The activation of 24th Air Force Aug. 18 helps define Air Force requirements and establishes training standards for cyber warriors. The next step is to educate every Airman about the Cyber Wingman campaign.

“We must all conduct ourselves as “Cyber Wingmen,” recognizing that our actions and activities on the network affect every other Airman and impact our ability to execute the broader Air Force mission,” General Schwartz said.

The “Rise of the Cyber Wingman” philosophy incorporates the following 10 guiding principles every Airman needs to know and use to secure cyberspace.

1. The United States is vulnerable to cyberspace attacks by relentless adversaries attempting to infiltrate our networks- at work and at home- millions of times a day, 24/7.

2. Our adversaries plant malicious code, worms, botnets and hooks in common Web sites, software and hardware such as thumbdrives, printers, etc.

3. Once implanted, this code begins to distort, destroy and manipulate information, or “phone” it home. Certain code allows our adversaries to obtain higher levels of credentials to access highly sensitive information.

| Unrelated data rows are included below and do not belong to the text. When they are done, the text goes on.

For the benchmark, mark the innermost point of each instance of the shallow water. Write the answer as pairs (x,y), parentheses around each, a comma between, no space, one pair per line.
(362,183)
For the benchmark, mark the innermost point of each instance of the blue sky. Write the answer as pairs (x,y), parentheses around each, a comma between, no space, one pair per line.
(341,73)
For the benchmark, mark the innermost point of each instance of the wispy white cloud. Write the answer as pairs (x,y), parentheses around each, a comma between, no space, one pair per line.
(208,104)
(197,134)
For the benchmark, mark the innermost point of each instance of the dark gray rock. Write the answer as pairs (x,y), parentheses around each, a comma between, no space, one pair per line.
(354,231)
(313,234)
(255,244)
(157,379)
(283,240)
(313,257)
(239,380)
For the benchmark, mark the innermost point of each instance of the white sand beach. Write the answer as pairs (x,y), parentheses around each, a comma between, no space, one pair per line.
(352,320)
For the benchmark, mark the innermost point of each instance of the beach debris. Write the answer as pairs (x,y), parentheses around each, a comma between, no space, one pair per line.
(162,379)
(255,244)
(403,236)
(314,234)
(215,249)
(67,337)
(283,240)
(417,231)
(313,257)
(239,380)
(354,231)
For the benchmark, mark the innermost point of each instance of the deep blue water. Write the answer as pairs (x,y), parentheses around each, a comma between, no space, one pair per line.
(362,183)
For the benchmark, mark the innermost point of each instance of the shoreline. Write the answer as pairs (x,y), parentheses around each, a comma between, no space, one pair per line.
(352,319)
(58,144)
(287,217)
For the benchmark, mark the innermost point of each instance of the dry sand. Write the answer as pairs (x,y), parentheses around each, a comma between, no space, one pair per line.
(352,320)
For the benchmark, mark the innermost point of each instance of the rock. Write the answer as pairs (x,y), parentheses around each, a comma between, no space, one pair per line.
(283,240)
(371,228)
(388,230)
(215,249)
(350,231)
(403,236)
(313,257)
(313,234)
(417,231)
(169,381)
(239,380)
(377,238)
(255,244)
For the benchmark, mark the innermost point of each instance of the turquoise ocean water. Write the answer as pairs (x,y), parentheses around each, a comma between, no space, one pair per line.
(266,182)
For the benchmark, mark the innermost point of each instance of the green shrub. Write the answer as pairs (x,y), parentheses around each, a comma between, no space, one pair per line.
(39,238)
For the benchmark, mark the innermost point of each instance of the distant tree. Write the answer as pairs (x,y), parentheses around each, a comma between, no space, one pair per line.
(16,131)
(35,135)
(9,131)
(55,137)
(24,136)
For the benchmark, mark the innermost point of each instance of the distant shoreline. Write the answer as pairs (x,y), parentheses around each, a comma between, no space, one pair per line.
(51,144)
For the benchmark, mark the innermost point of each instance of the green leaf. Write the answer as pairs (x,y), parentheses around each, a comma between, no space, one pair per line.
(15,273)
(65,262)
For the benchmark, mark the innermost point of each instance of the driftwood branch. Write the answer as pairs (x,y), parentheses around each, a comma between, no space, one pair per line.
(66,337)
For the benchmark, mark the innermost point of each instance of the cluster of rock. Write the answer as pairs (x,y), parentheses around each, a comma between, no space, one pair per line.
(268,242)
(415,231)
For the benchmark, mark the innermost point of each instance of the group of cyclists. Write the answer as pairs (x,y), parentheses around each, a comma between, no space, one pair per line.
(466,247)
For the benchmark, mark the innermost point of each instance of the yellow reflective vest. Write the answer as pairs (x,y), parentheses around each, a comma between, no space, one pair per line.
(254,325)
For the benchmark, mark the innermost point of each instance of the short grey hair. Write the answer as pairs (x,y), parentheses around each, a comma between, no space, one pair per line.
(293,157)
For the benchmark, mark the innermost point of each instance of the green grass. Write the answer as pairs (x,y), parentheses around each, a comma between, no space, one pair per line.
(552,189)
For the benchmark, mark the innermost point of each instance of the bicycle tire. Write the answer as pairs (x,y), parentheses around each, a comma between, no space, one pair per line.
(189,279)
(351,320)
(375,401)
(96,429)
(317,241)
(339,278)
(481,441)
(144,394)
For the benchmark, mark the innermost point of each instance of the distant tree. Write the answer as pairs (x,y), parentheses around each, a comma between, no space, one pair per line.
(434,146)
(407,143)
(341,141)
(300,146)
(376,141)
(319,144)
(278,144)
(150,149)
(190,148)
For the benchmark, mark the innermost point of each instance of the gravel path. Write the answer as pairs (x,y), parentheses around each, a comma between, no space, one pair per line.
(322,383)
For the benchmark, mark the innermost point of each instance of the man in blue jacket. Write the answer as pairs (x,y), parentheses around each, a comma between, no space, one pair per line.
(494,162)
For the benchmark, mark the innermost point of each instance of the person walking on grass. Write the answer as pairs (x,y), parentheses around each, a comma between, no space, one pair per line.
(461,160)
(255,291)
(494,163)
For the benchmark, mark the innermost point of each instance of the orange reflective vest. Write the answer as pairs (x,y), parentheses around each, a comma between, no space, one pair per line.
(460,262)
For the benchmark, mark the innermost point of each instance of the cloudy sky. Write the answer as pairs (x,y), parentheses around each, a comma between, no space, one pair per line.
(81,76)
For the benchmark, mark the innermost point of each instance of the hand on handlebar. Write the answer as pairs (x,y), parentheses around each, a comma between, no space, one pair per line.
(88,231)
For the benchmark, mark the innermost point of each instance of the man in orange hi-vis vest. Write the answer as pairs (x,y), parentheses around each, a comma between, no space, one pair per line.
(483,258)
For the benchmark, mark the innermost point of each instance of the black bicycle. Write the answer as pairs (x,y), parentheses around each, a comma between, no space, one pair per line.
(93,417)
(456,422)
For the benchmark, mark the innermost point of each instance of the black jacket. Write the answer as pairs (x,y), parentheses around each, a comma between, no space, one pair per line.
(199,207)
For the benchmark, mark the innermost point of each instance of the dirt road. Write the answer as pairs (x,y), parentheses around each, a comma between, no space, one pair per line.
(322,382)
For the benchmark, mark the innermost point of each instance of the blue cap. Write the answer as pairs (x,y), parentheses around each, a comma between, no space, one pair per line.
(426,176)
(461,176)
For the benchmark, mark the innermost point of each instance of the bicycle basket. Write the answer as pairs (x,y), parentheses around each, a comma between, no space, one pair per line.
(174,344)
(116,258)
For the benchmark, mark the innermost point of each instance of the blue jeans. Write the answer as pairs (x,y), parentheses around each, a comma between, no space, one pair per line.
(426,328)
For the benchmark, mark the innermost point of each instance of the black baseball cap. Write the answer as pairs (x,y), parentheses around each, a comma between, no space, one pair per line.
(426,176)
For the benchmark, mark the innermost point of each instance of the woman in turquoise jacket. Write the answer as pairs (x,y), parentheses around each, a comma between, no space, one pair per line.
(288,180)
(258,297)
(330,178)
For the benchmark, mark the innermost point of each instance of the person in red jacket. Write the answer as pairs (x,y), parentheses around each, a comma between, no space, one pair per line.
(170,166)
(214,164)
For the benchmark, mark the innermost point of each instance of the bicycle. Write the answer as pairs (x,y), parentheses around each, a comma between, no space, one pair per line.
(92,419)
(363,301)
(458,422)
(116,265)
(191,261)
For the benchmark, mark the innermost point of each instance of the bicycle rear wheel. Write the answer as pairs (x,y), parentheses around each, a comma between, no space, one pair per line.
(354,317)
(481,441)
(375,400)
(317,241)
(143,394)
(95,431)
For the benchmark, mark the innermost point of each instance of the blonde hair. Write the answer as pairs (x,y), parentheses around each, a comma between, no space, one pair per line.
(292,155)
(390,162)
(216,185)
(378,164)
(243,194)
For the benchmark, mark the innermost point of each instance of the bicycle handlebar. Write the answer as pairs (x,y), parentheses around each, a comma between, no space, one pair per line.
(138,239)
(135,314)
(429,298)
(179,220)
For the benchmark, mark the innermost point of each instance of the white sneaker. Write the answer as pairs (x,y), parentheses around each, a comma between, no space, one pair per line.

4. The adversary attacks your computers at work and at home knowing you communicate with the AF network by e-mail, or transfer information from one system to another.

5. As Cyber Wingmen, you have a critical role in defending your networks, your information, your security, your teammates and your country.

6. You significantly decrease our adversaries’ access to our networks, critical USAF information, and even your personal identity, by tak¬ing simple action.

7. Do not open attachments or click on links unless the email is digitally signed, or you can directly verify the source- even if it appears to be from someone you know.

8. Do not connect any hardware or download any software, applications, music or information onto our networks without approval.

9. Encrypt sensitive but unclassified and/or mission critical information. Ask your CSA for more information.

10. Install the free Department of Defense anti-virus software on your home computer. Your CSA can provide you with your free copy.

“By embracing, understanding and applying each of these rules, we will deliver on our promise to fly, fight and win in air, space and cyberspace,” General Schwartz said.